Şeriatta kadının yeri olmadığı hatta erkeğin kölesi olduğu Uğur Mumcu ve Mumcu gibi yazarlar tarihi belgeler ile ortaya koymaktadır. Sadece kadın çocuk değil insan hakları doğa hakları hayvan hakların adı bile yoktur. Mumcu kitabından bir bölüm aktaralım.(((/Modern İslam devletinde bir de kadınların durumunun ne olacağına kısaca göz atalım. Bunların tümünün birden bir kara çarşaflılar ordusuna dönüşeceği, erkeğin dört kadınla evlenmesinin caiz olacağı, kocanın ağzından çıkacak bir «boş ol» sözüyle karısını boşayabileceği gibi, az çok bilinen ve beklenen şeyler üzerinde durmaya gerek yok. Burada vurgulanması gereken nokta, kadın ve erkek arasındaki eşitsizliğin, İslam hukukunun temelinde yatan esaslardan biri oluşudur.
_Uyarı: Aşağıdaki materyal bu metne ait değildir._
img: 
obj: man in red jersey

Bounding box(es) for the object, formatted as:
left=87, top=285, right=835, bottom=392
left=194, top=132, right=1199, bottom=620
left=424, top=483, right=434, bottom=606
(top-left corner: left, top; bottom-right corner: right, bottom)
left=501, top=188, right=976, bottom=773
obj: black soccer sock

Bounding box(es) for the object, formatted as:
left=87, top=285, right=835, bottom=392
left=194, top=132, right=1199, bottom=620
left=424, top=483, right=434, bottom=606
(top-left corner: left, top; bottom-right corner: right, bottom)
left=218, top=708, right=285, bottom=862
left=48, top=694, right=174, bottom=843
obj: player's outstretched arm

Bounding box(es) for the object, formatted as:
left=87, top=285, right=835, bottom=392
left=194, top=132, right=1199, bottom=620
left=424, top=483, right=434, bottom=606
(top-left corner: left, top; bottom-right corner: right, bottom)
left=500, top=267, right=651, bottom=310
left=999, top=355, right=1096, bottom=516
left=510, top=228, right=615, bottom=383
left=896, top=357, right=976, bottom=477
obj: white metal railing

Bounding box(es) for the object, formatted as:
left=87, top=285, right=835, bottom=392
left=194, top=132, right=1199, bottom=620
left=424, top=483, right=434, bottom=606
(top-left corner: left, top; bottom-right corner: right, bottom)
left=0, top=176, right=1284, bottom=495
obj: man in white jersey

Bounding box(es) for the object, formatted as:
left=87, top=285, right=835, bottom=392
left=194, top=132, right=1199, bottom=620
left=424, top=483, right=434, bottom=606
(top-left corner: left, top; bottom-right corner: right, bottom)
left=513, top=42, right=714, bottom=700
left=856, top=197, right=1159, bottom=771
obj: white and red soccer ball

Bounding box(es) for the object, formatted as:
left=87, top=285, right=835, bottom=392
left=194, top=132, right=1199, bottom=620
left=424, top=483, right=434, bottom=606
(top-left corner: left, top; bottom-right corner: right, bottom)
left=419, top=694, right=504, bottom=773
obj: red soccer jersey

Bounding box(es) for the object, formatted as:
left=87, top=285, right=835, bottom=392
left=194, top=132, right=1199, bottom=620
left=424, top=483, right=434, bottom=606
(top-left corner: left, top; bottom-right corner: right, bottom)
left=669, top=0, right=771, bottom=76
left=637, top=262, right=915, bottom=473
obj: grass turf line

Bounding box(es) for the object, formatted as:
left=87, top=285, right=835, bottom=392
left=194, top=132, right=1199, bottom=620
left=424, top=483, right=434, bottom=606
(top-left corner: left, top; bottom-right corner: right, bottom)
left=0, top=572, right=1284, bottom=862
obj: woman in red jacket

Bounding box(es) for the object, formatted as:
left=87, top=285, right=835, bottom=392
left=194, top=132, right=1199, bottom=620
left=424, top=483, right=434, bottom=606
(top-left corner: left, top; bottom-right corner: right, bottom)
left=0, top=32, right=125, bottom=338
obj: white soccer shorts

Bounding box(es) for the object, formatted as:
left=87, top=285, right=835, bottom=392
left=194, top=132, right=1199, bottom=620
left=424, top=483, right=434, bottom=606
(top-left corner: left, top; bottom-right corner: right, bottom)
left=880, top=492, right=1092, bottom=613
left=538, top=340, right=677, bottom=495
Toplum hayatının her alanında ve her türlü ilişkilerde
şeriatın gözünde kadın ikinci sınıf bir yaratık, bir «yarım insan» sayılır.
Örneğin, mahkemede tanıklık konusunda, iki kadının tanıklığı bir erkeğin tanıklığına eş tutulur (bu, kadınlardan birisi unutursa, öteki ona hatırlatsın diyedir!). Miras hukukunda, erkek evlet iki hisse alırken, kız evlada ancak bir hisse düşer.
Kur'an'ın çeşitli ayetlerinde erkeğin kadına karşı üstünlüğü belirtilmiştir. Erkek, tam anlamıyla kadının efendisidir. (Bakara suresi, «Kadınlarınız sizin için tarladır, tarlanızı nasıl isterseniz ekin» der). Evlilikte, kadın kocasına mutlak olarak itaat edecektir. Peki, itaat etmezse ne olur? Böyle dikbaşlı kadınlara hadlerini bildirmek gerekir. Kur'an, «Onlara önce öğüt verin, sonra yataklarında yalnız bırakın, (yine fayda etmezse) onları dövün» diye emir buyurur (Nisa suresi).
Kısacası, günümüzde insan hakları bildirileri, uluslararası sözleşmeler, kadın erkek eşitliği konusunda ne derse desin, bunlar şeriat düzeninin yürürlükte olduğu ülkelerde geçerli değildir. İşte, kaba çizgileriyle, Rabıta'nın ve onunla «rabıtalıların» Türkiye'yi de içine katmak istedikleri «modem İslam devleti» modeli budur.